Jest kolejna eskalacja w sprawie konfliktu pomiędzy gdańskimi klubami hokejowymi. Gdańska Akademia Sportowa Olivia (GAS Olivia) złożyła formalny wniosek do Polskiego Związku Hokeja na Lodzie (PZHL) o wykluczenie GKS Stoczniowiec z grona członków związku. To bezprecedensowy ruch, który jest kulminacją trwającego od dłuższego czasu sporu.
Źródło sporu leży w dostępie do infrastruktury lodowej Hali Sportowo-Widowiskowej "Olivia" w Gdańsku. GKS Stoczniowiec, który zarządza obiektem, podjął 6 czerwca 2024 roku uchwałę zakazującą innym klubom zrzeszonym w PZHL prowadzenia działalności sportowej w hali. Decyzja ta bezpośrednio uderzyła w GAS Olivia, klub I-ligowy znany również jako Fudeko GAS Gdańsk, który do tej pory korzystał z obiektu.
Josef Vítek, wiceprezes zarządu GAS Olivia, argumentuje, że działania Stoczniowca noszą znamiona dyskryminacji.
– My tylko chcemy mieć możliwość korzystania z lodu. Są odpowiednie paragrafy w statucie PZHL i uważamy, że działanie Stoczniowca jest działaniem niezgodnym ze statutem PZHL" – mówi Josef Vítek, wiceprezes zarządu GAS Olivia, dla portalu trojmiasto.pl
Wniosek o wykluczenie Stoczniowca opiera się na zarzutach naruszenia kilku punktów statutu PZHL, w tym zakazu dyskryminacji oraz obowiązku promocji hokeja na lodzie. GAS Olivia przedstawia dane wskazujące na znacznie wyższą frekwencję na swoich meczach w porównaniu do spotkań Stoczniowca, argumentując, że działania rywala szkodzą rozwojowi hokeja w regionie.
– Czy to jest ostateczność z naszej strony? My cały czas staramy się dogadać możliwość korzystania z lodu. GKS Stoczniowiec nie chce nam udostępnić lodu, a "Olivia" jest halą miejską. Po prostu nas dyskryminuje. Może jestem nie dzisiejszy, ale to wydaje mi się nie do pomyślenia w XXI wieku. Mamy nadzieję, że nasze starania zakończą się powodzeniem – stwierdził Vitek.
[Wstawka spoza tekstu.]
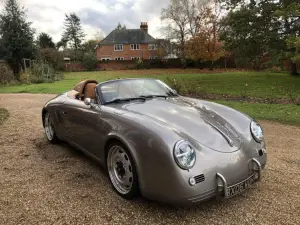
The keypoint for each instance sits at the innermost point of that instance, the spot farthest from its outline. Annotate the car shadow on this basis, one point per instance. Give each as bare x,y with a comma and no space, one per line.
86,175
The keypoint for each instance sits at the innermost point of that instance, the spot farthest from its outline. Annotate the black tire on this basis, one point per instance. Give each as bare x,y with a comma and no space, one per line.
50,132
134,190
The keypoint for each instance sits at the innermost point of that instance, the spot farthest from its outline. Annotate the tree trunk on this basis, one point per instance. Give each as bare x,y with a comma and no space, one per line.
294,71
212,65
16,71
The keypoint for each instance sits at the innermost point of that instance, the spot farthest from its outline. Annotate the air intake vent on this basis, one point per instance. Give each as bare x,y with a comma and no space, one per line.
57,115
200,178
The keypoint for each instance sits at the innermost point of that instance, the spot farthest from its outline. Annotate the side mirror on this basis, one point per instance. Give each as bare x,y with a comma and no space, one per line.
87,101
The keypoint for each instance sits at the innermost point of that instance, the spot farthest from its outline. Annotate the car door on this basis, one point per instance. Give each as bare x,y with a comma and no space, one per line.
82,125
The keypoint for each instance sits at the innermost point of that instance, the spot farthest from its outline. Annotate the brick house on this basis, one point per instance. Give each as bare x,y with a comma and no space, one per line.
128,44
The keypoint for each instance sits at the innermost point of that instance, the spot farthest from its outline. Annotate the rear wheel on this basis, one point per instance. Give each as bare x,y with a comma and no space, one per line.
49,129
122,171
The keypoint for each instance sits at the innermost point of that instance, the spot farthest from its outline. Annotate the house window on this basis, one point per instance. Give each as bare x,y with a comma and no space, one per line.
152,46
135,58
105,59
118,47
135,47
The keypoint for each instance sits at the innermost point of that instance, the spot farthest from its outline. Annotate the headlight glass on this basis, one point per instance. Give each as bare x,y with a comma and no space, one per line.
184,154
256,131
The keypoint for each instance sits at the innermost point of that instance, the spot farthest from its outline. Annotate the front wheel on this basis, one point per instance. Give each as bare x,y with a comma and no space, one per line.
49,129
122,171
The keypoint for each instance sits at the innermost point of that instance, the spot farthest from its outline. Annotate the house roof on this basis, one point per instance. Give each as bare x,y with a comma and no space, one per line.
128,36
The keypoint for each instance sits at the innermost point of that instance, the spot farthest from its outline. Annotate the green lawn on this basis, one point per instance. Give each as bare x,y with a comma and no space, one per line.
3,115
237,84
289,114
260,85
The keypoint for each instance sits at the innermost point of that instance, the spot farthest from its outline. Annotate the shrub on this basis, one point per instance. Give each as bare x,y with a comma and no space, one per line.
40,73
90,61
140,64
53,57
174,84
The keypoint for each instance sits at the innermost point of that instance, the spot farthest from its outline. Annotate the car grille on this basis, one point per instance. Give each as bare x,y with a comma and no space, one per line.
200,178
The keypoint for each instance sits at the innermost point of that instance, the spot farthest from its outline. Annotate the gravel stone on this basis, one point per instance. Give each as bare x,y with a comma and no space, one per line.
42,183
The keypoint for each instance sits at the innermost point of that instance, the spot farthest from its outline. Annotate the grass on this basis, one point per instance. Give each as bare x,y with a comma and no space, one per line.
3,115
288,114
238,84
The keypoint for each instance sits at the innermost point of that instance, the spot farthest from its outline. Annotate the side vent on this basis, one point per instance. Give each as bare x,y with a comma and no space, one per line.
200,178
58,116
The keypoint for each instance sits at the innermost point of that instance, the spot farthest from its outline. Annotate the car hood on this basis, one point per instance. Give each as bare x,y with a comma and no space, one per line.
191,120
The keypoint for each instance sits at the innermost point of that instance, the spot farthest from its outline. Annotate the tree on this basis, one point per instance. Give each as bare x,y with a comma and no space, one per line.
90,61
289,13
73,32
98,36
181,16
120,27
62,44
254,29
16,36
45,41
90,45
205,46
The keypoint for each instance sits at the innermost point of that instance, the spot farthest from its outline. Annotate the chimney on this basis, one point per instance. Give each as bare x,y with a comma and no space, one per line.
144,26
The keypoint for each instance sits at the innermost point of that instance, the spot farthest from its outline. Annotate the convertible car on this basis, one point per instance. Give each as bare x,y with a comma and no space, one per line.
169,148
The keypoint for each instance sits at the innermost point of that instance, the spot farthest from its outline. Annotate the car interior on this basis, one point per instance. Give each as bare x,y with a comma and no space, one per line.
84,89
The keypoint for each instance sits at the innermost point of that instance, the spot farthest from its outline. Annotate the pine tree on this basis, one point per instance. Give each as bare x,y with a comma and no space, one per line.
73,32
16,36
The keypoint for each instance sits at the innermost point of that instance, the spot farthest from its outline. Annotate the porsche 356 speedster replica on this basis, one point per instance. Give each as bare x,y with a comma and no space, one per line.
170,148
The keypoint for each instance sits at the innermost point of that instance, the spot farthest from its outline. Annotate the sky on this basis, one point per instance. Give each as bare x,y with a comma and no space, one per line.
95,15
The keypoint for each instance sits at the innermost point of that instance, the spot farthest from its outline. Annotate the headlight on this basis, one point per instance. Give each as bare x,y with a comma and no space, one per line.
256,131
184,154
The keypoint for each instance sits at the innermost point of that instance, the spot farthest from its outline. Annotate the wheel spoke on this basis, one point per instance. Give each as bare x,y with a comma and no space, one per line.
120,169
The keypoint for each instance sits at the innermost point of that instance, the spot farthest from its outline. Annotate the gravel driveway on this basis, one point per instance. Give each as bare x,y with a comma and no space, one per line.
45,184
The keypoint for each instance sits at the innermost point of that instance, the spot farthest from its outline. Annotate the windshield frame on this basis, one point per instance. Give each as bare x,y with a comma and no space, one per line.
102,100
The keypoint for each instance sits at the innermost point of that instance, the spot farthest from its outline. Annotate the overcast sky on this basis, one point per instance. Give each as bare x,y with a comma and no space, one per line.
96,15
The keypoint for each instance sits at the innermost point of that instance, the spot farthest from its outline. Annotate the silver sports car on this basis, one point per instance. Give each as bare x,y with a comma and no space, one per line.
152,141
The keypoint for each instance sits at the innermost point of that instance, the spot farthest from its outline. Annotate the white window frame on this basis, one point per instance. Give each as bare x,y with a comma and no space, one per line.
135,58
118,47
134,47
105,59
153,47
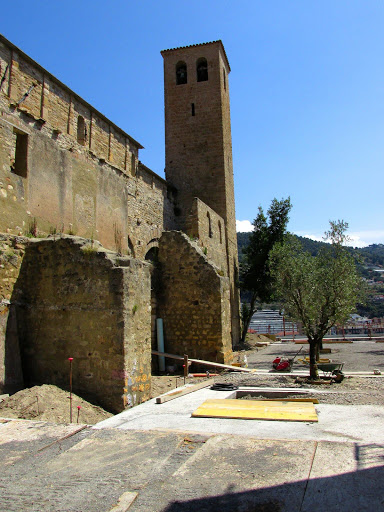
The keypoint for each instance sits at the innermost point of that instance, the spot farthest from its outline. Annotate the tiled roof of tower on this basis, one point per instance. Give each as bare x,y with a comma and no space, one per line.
200,44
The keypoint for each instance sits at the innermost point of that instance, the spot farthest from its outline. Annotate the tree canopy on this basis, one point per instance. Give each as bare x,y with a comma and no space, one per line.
318,291
254,268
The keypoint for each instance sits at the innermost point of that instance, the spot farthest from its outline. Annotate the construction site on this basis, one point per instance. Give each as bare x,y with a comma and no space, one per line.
123,386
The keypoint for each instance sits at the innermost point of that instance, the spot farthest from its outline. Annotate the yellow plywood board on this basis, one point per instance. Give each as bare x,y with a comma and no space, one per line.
256,410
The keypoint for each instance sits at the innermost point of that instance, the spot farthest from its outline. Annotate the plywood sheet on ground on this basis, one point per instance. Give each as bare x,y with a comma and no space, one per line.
256,410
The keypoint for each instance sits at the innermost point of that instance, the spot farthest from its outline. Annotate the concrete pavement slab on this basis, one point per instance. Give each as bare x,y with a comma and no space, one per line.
179,472
362,423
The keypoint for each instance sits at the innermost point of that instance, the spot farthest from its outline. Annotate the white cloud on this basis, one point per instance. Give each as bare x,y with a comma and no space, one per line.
244,226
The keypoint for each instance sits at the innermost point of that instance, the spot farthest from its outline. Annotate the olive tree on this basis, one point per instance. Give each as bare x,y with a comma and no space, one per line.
255,277
319,291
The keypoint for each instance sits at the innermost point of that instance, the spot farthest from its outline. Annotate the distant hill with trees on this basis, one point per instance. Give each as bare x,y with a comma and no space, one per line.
369,260
373,255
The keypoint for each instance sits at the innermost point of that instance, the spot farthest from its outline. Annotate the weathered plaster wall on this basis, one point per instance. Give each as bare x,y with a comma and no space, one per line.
11,255
92,186
75,299
193,300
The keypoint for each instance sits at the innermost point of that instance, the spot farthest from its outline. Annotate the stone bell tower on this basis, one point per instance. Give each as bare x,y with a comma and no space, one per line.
198,143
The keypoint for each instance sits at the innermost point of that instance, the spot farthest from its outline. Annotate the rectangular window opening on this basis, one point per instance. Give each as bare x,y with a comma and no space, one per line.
20,165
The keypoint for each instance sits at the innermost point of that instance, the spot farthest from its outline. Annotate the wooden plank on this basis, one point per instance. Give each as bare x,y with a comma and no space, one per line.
256,410
201,361
313,400
176,394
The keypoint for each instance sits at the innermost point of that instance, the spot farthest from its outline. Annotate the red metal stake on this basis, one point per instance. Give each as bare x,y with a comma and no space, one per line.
70,359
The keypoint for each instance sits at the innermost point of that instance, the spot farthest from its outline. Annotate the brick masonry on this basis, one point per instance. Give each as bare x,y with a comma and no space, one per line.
65,169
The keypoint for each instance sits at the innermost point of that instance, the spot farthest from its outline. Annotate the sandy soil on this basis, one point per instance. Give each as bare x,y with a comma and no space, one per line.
50,403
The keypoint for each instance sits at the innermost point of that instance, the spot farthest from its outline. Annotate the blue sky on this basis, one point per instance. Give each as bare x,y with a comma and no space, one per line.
307,90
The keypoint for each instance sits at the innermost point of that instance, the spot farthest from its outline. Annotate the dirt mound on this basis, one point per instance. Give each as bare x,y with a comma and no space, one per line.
50,403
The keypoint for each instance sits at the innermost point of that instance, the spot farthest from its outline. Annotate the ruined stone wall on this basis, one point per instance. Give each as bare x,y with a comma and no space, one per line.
75,299
81,173
193,300
208,229
11,255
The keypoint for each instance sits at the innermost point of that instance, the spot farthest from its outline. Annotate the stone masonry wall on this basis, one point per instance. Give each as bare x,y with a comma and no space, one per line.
75,299
208,229
193,300
11,256
90,183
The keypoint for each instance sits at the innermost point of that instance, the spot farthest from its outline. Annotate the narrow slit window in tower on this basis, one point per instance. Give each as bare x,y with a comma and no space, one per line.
210,234
181,73
202,70
81,130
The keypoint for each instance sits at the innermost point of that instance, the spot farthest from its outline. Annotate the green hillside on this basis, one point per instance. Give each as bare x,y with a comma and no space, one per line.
370,260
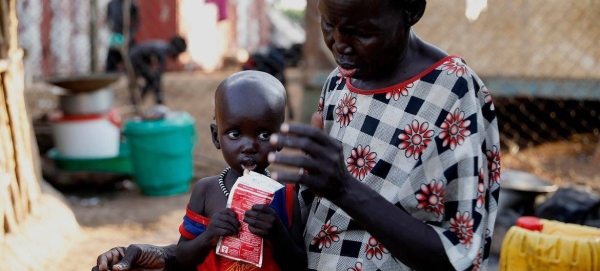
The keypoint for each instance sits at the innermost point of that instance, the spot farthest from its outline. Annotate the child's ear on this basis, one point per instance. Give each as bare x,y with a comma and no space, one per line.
214,133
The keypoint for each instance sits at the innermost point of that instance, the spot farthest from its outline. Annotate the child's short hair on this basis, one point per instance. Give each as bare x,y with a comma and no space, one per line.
179,44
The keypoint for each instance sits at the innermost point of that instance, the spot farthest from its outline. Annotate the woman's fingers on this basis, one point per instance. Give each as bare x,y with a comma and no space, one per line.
294,160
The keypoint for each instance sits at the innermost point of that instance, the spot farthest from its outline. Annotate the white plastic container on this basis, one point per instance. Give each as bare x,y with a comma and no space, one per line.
87,136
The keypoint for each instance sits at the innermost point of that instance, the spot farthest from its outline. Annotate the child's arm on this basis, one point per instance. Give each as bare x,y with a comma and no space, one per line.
191,252
288,247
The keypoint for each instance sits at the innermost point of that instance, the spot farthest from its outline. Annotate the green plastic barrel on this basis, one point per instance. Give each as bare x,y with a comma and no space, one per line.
161,153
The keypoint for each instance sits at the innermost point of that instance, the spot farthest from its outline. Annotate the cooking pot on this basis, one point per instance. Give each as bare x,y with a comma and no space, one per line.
87,136
88,103
84,83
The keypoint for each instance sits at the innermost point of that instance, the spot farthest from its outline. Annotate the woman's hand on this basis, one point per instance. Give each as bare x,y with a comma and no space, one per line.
324,165
223,223
262,220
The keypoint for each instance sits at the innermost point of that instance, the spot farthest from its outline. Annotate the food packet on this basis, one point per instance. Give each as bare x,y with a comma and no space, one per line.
248,190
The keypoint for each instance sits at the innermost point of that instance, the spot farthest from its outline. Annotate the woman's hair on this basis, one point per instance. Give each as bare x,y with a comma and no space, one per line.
399,5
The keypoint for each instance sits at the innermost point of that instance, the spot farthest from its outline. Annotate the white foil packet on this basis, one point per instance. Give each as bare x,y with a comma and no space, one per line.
248,190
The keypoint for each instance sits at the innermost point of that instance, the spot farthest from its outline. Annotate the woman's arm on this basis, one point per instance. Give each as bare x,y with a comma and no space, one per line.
288,248
411,241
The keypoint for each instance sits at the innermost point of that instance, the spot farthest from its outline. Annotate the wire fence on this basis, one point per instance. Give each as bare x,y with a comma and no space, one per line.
540,58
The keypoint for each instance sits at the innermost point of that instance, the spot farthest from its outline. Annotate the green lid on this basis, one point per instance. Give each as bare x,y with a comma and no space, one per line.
173,121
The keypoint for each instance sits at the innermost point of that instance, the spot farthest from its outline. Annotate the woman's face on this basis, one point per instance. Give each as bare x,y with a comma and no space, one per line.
366,38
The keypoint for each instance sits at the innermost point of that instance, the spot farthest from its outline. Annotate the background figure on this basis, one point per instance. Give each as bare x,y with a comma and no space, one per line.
273,60
148,60
114,20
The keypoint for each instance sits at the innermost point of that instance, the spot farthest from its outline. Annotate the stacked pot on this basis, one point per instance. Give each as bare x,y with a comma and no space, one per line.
85,124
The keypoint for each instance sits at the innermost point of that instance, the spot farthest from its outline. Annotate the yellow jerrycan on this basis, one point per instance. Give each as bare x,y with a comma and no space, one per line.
539,244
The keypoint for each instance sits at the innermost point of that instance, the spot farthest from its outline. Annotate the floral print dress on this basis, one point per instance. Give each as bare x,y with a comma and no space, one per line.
430,146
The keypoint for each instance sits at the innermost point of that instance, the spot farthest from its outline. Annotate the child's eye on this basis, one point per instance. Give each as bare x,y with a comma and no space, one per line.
264,136
233,134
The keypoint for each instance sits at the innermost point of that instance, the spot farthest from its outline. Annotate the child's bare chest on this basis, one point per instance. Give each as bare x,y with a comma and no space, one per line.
214,202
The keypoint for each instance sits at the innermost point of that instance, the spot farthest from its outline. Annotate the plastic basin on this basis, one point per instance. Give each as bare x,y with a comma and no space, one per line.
161,153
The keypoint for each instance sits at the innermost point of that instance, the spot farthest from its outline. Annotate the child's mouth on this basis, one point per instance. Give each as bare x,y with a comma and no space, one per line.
346,72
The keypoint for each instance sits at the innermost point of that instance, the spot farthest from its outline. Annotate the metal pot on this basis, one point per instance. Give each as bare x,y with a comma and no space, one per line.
96,102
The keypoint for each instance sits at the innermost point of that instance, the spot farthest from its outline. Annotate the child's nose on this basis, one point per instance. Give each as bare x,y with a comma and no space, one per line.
340,44
249,145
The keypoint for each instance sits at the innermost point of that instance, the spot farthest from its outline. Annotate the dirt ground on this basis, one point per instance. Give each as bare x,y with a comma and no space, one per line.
124,216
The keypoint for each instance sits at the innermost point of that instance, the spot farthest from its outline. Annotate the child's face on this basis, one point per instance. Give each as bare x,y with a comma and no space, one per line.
245,123
362,36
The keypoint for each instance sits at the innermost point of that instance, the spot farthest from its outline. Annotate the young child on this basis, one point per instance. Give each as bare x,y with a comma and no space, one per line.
148,61
249,108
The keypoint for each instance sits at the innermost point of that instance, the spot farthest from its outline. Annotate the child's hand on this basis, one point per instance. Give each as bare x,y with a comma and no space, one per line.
223,223
262,220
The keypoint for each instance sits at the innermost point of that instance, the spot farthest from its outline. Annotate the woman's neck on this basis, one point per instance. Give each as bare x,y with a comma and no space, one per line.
417,57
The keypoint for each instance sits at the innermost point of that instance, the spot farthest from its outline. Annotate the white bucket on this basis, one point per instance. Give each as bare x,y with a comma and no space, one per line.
87,136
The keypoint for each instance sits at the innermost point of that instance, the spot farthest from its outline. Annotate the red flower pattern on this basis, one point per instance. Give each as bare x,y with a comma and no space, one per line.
321,105
431,197
455,129
361,161
493,156
415,138
357,267
477,262
462,226
480,189
345,109
326,236
456,66
374,248
397,92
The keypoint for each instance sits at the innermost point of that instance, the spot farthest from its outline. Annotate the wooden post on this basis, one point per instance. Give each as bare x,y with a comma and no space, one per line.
132,79
19,187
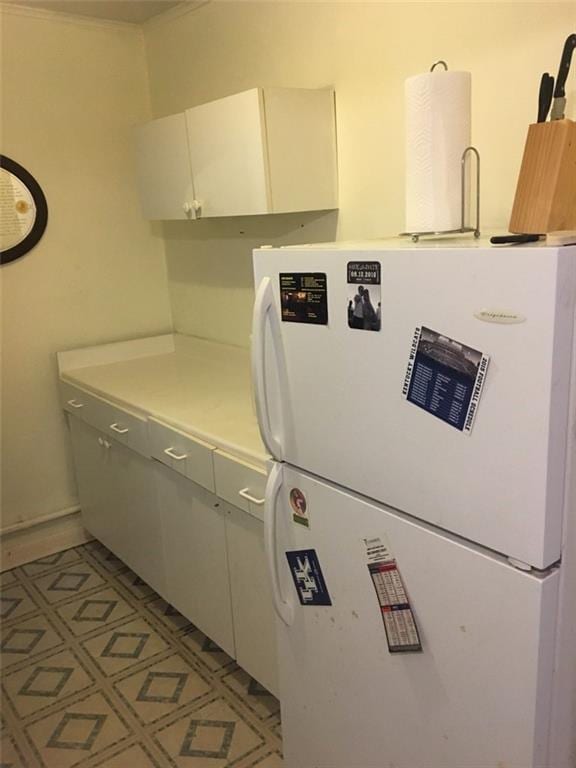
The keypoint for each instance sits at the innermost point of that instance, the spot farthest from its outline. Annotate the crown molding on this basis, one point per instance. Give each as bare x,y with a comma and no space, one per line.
184,8
14,9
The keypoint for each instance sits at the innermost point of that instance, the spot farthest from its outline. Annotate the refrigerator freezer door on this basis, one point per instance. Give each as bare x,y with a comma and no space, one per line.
334,394
479,692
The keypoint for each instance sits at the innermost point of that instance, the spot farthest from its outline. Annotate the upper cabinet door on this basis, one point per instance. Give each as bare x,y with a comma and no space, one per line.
227,155
270,150
301,149
165,179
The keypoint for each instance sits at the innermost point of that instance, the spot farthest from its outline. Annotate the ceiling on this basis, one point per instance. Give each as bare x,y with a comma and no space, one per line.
132,11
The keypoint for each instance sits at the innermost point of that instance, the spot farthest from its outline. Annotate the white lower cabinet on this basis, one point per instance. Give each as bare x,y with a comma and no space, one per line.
194,533
204,553
254,624
116,490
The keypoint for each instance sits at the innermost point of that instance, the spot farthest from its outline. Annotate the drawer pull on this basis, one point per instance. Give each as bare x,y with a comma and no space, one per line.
245,495
177,456
120,430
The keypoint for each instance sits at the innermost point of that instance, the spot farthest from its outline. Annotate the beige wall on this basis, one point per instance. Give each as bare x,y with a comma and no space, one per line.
365,50
71,94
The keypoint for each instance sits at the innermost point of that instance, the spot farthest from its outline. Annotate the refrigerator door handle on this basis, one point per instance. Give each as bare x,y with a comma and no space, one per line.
262,306
283,608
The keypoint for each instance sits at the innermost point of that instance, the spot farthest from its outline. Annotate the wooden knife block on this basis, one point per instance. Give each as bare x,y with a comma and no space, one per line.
546,191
Poniżej pełna treść wniosku o wykluczenie GKS Stoczniowiec z grona członków związku:
Pełny wniosek GAS Gdańsk
Konflikt osiągnął taki poziom, że wymagał osobistej interwencji prezesa PZHL, Mirosława Minkiny. Mimo przeprowadzonych rozmów z Markiem Kosteckim, reprezentującym Stoczniowiec, nie udało się jak dotąd znaleźć rozwiązania.
Sytuacja jest o tyle pilna, że sezon I-ligowy ma rozpocząć się już 7 września, a Fudeko GAS wciąż nie ma gdzie trenować i rozgrywać meczów. Arkadiusz Bruliński, rzecznik prasowy klubu, potwierdza, że zespół obecnie trenuje "na sucho", z nadzieją na pierwszy trening na lodzie 20 sierpnia.
Problem wykracza poza kwestię dostępu do lodowiska. Stoczniowiec domaga się wysokich opłat za transfer zawodników, którzy w poprzednim sezonie byli wypożyczeni do Fudeko GAS. Kwoty wahają się od 15 do 60 tysięcy złotych za zawodnika, co dla młodego klubu jest nie do udźwignięcia finansowo.
PZHL rozważa alternatywne rozwiązania, takie jak zmiana terminarza rozgrywek, aby Fudeko GAS mógł początkowo rozgrywać mecze tylko na wyjazdach, lub korzystanie z lodowiska w Elblągu, choć nie ma pewności, czy ten obiekt otrzyma licencję na rozgrywki I-ligowe.
Sytuacja ta stawia pod znakiem zapytania przyszłość hokeja w Gdańsku i pokazuje, jak skomplikowane mogą być relacje między lokalnymi rywalami w sporcie. Rozwój wydarzeń będzie z pewnością uważnie śledzony przez całe środowisko hokejowe w Polsce.